Em 14 de março de 2023, um caça russo Sukhoi Su-27 forçou a queda de um drone de vigilância militar norte-americano MQ-9 Reaper sobre o mar Negro, em espaço aéreo internacional, intensificando um já sensível atrito entre Moscou e Washington. O Departamento de Defesa dos Estados Unidos afirmou que a manobra russa cortou a hélice do veículo aéreo remotamente pilotado, que em seguida caiu em águas internacionais, perdendo sustentação controlada de forma programada para evitar captura de sistemas críticos. O incidente levou os Estados Unidos a convocarem o embaixador russo em Washington para explicações formais sobre a ação considerada “insegura e pouco profissional” por autoridades norte-americanas, e a porta-vozes russos afirmaram que as relações entre os dois países atingiram um “ponto mais baixo”.

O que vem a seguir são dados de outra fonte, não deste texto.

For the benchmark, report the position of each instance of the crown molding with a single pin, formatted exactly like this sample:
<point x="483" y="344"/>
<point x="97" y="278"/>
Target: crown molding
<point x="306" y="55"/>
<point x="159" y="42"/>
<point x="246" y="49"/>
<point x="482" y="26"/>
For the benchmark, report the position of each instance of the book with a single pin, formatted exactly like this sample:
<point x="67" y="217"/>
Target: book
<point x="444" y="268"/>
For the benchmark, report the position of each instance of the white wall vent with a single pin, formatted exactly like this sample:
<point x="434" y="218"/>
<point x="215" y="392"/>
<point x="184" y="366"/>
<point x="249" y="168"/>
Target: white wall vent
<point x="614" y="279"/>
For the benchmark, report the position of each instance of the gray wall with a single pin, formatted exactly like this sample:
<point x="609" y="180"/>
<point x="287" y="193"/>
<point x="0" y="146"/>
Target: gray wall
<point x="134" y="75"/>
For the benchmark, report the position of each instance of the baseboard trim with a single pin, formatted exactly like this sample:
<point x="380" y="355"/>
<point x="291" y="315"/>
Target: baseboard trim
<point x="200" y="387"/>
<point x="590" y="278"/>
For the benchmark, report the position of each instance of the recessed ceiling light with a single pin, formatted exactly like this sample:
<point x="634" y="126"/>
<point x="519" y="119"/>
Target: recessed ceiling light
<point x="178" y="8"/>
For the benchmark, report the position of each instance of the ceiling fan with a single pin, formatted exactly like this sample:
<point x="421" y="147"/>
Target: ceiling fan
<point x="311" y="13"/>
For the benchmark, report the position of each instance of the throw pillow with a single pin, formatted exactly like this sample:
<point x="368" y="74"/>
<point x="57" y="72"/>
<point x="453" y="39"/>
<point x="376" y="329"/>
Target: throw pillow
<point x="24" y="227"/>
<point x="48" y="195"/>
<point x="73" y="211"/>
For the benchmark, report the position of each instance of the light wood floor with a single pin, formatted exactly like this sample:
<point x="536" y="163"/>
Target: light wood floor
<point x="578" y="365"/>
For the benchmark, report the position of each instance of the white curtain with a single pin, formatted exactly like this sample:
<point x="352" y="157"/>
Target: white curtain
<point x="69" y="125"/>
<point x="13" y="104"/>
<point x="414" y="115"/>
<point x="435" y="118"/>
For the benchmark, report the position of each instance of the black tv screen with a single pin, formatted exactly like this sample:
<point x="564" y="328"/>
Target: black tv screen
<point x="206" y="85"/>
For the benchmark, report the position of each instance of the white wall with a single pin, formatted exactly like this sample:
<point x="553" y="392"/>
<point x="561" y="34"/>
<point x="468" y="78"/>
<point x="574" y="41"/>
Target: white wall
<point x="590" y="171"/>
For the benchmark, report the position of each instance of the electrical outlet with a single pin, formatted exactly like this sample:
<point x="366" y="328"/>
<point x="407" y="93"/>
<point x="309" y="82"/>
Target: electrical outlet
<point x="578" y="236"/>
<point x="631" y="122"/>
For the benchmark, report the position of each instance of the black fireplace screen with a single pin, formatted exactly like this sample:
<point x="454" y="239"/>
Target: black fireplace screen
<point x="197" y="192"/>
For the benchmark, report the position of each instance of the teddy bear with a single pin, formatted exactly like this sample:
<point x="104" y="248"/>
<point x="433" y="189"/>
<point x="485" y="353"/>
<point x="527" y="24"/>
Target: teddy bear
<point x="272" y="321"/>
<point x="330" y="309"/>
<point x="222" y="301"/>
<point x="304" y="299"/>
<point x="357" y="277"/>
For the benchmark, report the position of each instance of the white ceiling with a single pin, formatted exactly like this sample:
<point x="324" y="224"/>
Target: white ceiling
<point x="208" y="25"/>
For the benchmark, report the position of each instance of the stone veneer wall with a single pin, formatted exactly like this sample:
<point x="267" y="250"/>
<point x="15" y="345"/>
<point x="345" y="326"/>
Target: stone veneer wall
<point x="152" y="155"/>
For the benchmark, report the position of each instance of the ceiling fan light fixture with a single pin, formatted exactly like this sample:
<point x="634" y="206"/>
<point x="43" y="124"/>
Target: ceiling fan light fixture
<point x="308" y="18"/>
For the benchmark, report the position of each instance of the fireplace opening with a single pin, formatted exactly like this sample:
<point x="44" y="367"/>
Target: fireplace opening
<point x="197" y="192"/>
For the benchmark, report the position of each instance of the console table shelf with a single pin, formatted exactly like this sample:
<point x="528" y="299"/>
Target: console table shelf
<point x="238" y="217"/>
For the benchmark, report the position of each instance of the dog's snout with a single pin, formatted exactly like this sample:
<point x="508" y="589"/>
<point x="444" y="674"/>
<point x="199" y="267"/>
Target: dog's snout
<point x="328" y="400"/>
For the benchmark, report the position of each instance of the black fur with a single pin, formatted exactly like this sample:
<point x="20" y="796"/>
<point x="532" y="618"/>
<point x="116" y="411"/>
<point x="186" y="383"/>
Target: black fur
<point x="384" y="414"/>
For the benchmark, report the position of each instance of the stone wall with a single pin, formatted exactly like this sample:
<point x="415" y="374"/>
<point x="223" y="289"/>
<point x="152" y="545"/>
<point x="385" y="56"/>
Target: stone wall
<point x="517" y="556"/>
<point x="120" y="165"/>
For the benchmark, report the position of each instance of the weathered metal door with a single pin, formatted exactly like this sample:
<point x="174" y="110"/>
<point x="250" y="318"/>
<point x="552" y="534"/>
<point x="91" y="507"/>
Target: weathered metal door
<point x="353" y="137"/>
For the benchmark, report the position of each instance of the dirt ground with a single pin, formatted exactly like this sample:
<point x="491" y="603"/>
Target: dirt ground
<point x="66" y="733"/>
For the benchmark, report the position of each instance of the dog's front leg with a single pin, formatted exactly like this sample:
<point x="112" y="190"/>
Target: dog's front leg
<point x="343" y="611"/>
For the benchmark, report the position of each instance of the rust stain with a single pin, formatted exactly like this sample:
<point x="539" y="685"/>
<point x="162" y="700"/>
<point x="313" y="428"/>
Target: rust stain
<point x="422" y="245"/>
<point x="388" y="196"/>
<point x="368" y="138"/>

No dia seguinte ao episódio, em declarações à emissora estatal Rossiya-1, o secretário do Conselho de Segurança do Kremlin, Nikolai Patrushev, afirmou que “não sei se seremos capazes de recuperá-lo ou não, mas isso deve ser feito”, referindo-se aos restos da aeronave de vigilância dos EUA no fundo do mar Negro e sublinhando que “certamente trabalharemos nisso”. Ele também acusou os Estados Unidos de, apesar de declarações públicas de não participação direta, estarem envolvidos nas operações militares relacionadas à guerra na Ucrânia. Do lado norte-americano, a Casa Branca, por meio de seu porta-voz, indicou que o Reaper poderia nunca ser recuperado, mas que medidas haviam sido tomadas para limitar o valor de inteligência que a Rússia poderia extrair caso obtivesse os destroços.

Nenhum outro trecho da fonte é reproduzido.